PARIS — Even while acknowledging the company "must win" in its core markets — the United States, the United Kingdom, France, Mexico, Canada and Australia — that make up approximately 70% of its business, David Mackay, president and chief executive officer of the Kellogg Co., said the company has significant growth opportunities in many other countries, including India, South Africa, Russia and China.

Cereal and snacks are key to driving that geographic expansion, Mr. Mackay told participants during a June 9 presentation at the Deutsche Bank Securities Global Consumer & Food Retail Conference in Paris.
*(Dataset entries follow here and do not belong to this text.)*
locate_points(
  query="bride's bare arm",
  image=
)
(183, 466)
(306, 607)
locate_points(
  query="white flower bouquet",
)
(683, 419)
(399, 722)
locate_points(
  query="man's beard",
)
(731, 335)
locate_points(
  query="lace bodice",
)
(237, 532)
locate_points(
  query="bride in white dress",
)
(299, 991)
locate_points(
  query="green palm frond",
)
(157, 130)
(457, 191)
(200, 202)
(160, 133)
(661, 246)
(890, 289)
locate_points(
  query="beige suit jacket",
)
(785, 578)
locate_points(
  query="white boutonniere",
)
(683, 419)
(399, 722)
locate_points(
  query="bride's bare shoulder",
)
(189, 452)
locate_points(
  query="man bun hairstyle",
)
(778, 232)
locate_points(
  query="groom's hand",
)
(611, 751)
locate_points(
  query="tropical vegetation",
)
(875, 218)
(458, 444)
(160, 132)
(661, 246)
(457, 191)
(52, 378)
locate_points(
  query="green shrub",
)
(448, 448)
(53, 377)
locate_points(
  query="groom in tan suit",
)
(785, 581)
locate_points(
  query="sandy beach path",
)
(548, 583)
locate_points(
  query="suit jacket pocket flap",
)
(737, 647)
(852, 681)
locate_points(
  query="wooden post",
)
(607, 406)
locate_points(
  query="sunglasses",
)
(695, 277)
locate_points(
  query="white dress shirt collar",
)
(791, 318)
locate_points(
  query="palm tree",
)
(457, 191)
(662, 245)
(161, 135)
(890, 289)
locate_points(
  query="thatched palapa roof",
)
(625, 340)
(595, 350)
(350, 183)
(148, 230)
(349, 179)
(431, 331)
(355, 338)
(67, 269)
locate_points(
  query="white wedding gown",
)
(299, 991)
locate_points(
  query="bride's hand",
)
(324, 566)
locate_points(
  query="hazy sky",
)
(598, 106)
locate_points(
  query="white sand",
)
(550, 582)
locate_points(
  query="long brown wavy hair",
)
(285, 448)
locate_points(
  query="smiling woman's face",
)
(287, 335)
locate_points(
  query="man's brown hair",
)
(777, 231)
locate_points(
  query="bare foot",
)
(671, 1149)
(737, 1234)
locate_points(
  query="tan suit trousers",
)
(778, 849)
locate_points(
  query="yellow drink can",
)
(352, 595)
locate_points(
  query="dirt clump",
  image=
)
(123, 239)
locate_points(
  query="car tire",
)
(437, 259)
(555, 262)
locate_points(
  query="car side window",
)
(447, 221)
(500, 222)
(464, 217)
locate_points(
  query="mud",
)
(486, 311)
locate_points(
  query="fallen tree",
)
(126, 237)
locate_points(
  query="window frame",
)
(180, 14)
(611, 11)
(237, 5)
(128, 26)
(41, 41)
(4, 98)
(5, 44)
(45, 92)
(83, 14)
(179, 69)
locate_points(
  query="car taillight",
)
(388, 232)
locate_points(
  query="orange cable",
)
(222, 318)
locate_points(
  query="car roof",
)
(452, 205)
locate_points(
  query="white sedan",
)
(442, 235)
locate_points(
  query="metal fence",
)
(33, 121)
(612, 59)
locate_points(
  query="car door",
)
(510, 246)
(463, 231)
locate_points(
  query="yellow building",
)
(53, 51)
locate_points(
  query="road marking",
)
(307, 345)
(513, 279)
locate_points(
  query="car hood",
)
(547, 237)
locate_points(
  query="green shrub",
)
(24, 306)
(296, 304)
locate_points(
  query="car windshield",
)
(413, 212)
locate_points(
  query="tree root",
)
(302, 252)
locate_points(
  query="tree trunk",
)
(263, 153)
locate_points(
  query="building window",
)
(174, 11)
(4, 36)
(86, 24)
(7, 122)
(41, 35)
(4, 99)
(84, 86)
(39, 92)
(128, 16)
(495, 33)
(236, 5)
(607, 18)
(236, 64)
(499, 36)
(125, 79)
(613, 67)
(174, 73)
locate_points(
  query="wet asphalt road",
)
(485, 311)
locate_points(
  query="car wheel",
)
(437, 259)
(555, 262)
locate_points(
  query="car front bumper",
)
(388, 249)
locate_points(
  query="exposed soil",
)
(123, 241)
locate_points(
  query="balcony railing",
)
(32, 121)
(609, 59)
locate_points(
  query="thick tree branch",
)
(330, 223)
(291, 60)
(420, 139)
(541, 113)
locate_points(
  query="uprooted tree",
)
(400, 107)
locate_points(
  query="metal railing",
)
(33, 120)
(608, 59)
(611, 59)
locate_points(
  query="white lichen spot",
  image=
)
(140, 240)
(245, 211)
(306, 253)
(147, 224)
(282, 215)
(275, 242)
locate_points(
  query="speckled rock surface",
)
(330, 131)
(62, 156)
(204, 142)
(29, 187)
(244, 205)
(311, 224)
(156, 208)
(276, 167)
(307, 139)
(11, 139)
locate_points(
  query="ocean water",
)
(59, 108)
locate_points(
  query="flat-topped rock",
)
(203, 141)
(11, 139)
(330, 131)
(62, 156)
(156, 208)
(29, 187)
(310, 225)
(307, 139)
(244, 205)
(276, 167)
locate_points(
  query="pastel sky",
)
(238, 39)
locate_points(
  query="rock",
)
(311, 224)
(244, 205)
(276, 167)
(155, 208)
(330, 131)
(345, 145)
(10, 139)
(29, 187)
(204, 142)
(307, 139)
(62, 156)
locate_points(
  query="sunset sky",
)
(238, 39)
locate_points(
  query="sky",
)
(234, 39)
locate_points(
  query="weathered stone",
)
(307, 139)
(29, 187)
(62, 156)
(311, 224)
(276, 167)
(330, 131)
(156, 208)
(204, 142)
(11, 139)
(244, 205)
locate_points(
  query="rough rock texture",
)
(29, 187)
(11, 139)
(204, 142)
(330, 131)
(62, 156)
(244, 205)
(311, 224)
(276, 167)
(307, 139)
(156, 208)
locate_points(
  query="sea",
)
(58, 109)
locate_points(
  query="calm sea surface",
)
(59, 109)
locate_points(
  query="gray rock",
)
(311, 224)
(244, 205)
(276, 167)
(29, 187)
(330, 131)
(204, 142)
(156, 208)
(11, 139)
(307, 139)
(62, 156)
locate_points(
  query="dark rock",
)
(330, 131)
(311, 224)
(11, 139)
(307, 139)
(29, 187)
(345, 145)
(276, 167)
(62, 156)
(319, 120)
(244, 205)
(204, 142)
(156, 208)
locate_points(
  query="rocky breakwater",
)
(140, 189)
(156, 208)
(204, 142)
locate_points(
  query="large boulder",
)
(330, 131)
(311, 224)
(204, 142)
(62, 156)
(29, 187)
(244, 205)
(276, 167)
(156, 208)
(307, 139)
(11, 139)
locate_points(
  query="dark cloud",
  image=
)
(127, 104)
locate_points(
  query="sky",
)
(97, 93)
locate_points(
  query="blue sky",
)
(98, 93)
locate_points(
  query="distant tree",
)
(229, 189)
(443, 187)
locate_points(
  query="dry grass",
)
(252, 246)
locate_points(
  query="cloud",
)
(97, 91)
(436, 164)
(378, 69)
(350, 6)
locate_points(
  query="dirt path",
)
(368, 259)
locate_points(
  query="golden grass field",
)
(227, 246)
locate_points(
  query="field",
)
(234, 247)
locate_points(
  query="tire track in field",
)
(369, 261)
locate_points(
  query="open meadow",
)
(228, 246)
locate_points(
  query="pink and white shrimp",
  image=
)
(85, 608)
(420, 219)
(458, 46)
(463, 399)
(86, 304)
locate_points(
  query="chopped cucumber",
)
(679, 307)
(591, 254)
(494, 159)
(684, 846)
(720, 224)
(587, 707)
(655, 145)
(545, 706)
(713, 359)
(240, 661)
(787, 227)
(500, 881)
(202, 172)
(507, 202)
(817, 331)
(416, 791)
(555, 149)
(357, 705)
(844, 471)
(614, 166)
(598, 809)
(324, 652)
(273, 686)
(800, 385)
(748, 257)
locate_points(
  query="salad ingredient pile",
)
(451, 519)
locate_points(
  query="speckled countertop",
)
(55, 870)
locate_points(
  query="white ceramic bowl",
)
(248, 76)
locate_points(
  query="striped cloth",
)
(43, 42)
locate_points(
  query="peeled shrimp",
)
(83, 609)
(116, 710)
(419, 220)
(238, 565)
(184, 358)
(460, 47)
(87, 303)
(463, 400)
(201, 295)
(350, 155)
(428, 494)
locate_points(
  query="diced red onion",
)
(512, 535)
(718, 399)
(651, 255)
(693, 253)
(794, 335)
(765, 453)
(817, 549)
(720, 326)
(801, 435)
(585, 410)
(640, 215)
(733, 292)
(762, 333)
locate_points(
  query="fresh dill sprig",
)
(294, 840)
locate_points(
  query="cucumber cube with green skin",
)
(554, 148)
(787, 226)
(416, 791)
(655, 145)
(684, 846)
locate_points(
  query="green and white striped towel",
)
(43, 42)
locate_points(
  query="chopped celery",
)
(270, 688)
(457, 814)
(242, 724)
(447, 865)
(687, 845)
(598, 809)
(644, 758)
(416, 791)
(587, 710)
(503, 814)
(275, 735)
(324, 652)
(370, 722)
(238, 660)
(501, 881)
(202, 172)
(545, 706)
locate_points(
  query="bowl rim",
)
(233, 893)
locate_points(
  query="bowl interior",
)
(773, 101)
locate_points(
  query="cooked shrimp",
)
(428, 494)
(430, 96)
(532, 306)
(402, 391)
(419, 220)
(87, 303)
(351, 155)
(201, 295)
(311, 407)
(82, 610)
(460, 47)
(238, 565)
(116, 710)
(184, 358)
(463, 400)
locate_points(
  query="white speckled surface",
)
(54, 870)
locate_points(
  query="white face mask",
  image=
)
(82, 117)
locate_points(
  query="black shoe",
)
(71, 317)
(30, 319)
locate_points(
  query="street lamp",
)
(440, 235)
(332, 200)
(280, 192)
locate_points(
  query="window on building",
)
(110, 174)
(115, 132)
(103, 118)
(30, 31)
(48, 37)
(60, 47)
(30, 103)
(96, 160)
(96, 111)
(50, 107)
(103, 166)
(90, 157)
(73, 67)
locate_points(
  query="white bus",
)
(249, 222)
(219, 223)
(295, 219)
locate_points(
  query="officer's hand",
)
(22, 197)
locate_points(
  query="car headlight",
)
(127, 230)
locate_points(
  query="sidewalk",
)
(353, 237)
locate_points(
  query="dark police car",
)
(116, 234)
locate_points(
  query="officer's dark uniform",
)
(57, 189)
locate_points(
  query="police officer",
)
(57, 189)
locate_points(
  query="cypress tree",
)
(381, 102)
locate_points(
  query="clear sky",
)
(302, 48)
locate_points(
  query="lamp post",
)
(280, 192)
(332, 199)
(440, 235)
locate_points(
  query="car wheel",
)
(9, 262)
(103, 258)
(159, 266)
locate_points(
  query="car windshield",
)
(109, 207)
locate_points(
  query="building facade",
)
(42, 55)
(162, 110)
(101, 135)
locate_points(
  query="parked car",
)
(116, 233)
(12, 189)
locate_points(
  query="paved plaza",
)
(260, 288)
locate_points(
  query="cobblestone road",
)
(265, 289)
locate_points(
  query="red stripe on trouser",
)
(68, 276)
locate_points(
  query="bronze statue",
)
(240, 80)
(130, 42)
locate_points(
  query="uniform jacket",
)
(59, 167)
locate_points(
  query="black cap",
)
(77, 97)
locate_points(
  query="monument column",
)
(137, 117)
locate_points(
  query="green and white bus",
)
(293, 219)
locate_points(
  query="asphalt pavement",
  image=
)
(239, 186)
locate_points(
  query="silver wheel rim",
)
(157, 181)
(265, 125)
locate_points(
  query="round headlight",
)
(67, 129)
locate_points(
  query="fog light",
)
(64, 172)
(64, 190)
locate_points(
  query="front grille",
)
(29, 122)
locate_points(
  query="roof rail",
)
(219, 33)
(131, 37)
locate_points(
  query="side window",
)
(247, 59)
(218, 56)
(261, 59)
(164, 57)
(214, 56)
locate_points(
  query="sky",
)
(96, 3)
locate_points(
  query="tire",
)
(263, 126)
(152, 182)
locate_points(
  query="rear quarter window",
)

In the case of cereal, the company’s recent acquisition of United Bakers in Russia helped establish a strong footprint in that market with an opportunity to enhance future growth.

"It (United Bakers) is one of Russia’s largest makers of cookies, crackers and cereals, and the addition of United Bakers really does give us the strong distribution and marketing capabilities we are going to need to build a strong presence throughout that particular market," Mr. Mackay said.

Renovation of the company’s cereal portfolio also will be important in expansion. In line with that strategy, Mr. Mackay pointed to Kellogg’s recent announcement it will add fiber to many of its U.S. and Canadian cereals. By the end of 2010 Kellogg expects to make nearly 80% of its U.S. cereal portfolio at least a good source of fiber.

Growth opportunities also stand out for the company’s snacks business. While the company’s Pop-Tarts brand churns out strong sales in North America, Mr. Mackay said Kellogg relies more heavily on its wholesome snacks when it comes to expanding internationally.

For example, expansion of the company’s Special K, Rice Krispies and Nutri-Grain brands contributed to double-digit sales growth during 2008 in Europe, while the acquisition of Chinese cookie and cracker maker Zhenghang Food Company Ltd. (Navigable Foods) in June 2008 gave Kellogg access to a growing marketing and attractive category in China.